Monday, August 3, 2015
We feature each week Nicholas Reid's reviews and comments on new and recent books.
“STARLIGHT PENINSULA” by Charlotte Grimshaw ($38, Penguin-Random House)
Back in October 2012, when I reviewed Charlotte Grimshaw’s novel Soon on this blog, I ended my detailed critique by hoping fervently that Grimshaw would move on from dealing with the self-deceiving and self-justifying Dr Simon Lampton, whom I found a tiresome character in many ways.
I clearly spoke too soon and in a manner that would doubtless have irritated the author. For in her latest novel Starlight Peninsula, Grimshaw is still in the world of Lampton and his social circle, although they are now seen from a very different perspective.
Let’s explain this in more detail. Grimshaw’s collections of linked short stories Opportunity (2007) and Singularity (2009) introduced some of the characters who appear in her novels The Night Book (2010) and Soon (2012). To simplify brutally, Simon Lampton is an affluent gynaecologist, financial supporter of the National Party and personal friend of the sometime prime minister David Hallwright. Lampton and his wife have adopted a girl, Elke, who turns out to be the biological daughter of Hallwright’s wife Roza – a daughter whom Roza had by an earlier liaison. Much of the narrative tension of The Night Book came from the uneasy position of the adoptive daughter in Lampton’s family. Much of the narrative tension of Soon came from the psychological conflict between Roza and Lampton’s wife Karen over the formation of Elke. Both these personal dramas were given a vivid social setting. In interviews, Grimshaw has denied that Prime Minister David Hallwright is based on John Key, but similarities between the two are unmistakable in Soon, and much of that novel amounted to a scathing satire on the neo-liberal monetarist ethos that currently controls this country’s ruling party.
In the storylines of both the earlier novels, there was a sense of moral corruption rotting the social fabric. There were also plot elements concerning dark secrets that influential people would prefer to keep hidden. Roza was worried about the possibility that earlier indiscretions in her life might be exposed. Dr Lampton was spooked by the thought of an affair he had had becoming known to his wife. A left-wing investigative journalist, Arthur Weeks, was circling too close to some of the dirty secrets of Lampton and his friends. In Soon, Lampton may (or may not) have accidentally (or accidentally-on-purpose) killed the nosy Arthur Weeks, but had friends powerful enough to have the matter covered up.

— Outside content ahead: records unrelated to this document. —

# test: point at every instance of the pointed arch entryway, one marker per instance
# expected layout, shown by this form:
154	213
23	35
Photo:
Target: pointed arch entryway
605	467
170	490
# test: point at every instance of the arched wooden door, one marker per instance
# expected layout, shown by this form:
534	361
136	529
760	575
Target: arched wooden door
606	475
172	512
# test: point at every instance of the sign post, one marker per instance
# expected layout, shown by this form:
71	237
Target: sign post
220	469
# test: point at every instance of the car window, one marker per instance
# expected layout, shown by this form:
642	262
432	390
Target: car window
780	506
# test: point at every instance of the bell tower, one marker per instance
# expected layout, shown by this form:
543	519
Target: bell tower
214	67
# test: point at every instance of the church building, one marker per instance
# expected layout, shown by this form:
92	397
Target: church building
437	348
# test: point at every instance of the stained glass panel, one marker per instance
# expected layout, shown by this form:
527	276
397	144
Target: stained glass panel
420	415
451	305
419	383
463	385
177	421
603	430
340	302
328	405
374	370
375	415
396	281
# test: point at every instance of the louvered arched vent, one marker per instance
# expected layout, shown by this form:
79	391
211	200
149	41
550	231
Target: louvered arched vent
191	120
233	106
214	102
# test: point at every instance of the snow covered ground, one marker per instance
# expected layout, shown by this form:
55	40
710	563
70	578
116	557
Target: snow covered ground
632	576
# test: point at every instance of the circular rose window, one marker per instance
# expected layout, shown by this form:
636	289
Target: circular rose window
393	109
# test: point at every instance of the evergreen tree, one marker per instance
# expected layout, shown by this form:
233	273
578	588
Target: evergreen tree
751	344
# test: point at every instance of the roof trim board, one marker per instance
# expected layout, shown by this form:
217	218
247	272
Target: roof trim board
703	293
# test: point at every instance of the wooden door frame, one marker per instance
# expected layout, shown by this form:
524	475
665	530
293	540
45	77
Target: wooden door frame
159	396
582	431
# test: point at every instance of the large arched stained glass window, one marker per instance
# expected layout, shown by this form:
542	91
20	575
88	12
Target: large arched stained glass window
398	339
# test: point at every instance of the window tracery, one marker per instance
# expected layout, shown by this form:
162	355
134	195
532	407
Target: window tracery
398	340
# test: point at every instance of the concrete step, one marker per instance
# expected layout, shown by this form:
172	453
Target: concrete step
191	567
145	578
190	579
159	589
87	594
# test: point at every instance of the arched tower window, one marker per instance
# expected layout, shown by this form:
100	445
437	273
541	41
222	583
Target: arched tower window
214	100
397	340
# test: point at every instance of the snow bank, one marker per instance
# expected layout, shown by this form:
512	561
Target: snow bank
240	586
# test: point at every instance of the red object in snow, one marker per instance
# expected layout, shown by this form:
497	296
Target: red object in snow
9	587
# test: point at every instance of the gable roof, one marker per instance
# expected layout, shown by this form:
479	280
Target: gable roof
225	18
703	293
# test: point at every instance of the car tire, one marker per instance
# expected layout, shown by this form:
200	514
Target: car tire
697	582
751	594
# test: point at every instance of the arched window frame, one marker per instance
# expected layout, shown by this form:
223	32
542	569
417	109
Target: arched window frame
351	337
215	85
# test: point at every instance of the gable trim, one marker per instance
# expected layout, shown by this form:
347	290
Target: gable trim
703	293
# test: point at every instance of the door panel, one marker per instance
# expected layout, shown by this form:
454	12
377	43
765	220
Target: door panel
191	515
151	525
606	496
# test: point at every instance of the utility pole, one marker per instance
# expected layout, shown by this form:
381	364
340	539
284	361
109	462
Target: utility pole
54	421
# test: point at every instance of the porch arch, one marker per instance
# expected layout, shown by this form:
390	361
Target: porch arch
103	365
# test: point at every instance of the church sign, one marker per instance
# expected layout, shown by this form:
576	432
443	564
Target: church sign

This is all back-story to Starlight Peninsula. But only back-story. I emphasise that to read any episode of Grimshaw’s Lampton-iad is to read a novel which is complete in itself. We are not dealing here with a series of “sequels” to The Night Book. As is now clearer to me, we are dealing with something more like a roman fleuve (like Balzac? like Zola?). The novels interconnect, but each is its own singular literary achievement.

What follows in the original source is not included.